The staying power of the P-51 proves that a thing of beauty is a joy forever, if you can keep getting parts.
- By Linda Shiner
- Air & Space magazine, July 1999
(Page 4 of 4)
Norm Lewis, also of Louisville and one of the first graduates of Stallion 51 training, was lucky enough to find one of the 200 P-51Ds built under license in Australia near the war's end, designated C17s and C18s. Production was more leisurely in Australia, says Lewis, and the workmanship is exceptional.
Every now and then a crashed P-51 turns up. Coggan thinks there are probably some in Russia and some in Indonesia. Mike VadeBonCoeur is working on one that was pulled from a lake in Uruguay. "It was pretty much Swiss cheese," he says. Practically the only thing that will be original in the restoration is the manufacturer's data plate. "that's enough," says Saether. "then you have the airplane's soul."
If you have the money and find the airplane, there are four or five businesses in the United States rebuilding or restoring airframes and a like number overhauling Merlin engines.

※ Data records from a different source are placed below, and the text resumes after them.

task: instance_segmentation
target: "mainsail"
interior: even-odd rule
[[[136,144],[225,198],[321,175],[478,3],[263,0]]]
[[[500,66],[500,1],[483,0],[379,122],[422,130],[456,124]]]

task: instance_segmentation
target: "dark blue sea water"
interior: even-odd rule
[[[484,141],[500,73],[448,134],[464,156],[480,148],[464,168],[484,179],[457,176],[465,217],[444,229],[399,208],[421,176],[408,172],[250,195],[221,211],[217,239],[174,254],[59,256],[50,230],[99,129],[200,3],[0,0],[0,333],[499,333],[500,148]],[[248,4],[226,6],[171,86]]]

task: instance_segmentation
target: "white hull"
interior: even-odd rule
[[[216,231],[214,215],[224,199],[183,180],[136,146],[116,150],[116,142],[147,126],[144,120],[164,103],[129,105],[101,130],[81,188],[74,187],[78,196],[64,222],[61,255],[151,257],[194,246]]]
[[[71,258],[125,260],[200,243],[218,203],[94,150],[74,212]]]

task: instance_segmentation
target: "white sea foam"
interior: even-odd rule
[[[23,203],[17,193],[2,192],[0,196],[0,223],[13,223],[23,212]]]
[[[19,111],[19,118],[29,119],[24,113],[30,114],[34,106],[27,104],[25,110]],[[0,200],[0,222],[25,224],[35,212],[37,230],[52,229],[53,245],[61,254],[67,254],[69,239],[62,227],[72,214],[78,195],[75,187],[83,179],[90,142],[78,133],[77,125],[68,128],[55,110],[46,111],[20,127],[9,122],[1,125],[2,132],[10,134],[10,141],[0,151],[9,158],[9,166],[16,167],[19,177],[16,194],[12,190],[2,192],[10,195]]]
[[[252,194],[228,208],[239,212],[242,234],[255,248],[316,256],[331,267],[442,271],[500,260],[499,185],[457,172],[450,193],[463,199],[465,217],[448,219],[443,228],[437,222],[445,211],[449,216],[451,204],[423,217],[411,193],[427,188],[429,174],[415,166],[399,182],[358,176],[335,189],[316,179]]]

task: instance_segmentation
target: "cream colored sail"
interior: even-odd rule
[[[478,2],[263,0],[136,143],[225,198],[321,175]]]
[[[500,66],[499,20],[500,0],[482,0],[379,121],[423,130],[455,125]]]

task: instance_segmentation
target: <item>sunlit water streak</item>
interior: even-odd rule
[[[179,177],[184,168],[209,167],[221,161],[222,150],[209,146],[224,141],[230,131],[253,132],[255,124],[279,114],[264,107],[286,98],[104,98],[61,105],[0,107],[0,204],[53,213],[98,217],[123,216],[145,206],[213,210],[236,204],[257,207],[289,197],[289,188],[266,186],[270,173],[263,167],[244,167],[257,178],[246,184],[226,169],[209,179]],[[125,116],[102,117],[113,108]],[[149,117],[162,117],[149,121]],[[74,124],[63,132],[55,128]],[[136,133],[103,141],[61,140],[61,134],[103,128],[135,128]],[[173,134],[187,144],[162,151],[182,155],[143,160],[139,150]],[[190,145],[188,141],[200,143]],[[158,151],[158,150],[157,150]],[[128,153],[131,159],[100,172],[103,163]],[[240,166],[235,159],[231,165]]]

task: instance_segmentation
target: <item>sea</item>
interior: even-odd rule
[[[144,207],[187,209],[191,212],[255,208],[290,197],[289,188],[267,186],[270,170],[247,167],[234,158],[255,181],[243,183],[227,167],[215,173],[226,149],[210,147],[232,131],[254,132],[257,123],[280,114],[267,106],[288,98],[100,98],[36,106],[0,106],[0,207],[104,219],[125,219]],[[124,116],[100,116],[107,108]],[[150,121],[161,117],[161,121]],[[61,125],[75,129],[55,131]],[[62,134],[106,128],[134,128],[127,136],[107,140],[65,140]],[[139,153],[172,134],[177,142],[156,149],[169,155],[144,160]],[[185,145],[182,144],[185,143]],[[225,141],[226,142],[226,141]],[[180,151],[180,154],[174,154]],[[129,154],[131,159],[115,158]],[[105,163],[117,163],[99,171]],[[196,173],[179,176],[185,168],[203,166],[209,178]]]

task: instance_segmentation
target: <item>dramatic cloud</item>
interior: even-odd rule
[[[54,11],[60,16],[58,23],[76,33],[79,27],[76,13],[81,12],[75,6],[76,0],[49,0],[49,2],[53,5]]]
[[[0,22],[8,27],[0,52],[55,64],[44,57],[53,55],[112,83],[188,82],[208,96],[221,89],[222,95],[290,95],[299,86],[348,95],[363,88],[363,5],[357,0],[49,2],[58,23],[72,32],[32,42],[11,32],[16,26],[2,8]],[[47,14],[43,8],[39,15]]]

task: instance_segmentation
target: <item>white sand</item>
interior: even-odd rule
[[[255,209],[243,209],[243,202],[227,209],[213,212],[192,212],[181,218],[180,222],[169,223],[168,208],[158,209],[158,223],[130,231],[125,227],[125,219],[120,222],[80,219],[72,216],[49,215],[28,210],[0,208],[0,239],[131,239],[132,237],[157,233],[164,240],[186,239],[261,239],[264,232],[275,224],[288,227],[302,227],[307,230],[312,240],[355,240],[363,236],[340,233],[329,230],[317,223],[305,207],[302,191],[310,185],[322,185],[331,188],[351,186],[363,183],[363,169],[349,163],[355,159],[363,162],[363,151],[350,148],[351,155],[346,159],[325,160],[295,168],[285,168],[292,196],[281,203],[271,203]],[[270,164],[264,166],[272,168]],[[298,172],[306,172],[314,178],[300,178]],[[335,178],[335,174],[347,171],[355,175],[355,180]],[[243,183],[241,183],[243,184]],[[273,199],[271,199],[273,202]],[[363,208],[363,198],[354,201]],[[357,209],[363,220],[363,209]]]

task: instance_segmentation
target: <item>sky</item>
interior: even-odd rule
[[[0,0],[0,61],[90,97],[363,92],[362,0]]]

The majority of Mustang restorations today copy a modification ordered by the Army Air Forces near the end of World War II. So many pilots were killed in the P-51 during training that the Army finally decided to order a dual-control, dual-cockpit trainer. North American built 10 and a further 15 single-seaters were modified by Temco, an aircraft conversion operation in Dallas, Texas.
By Sunday afternoon, the Mustangs were gone. Some headed to Lakeland for the Sun 'n Fun fly-in; the rest went home to Indiana, California, Kentucky, New York. Tim Shea had never seen the airport look quite so empty.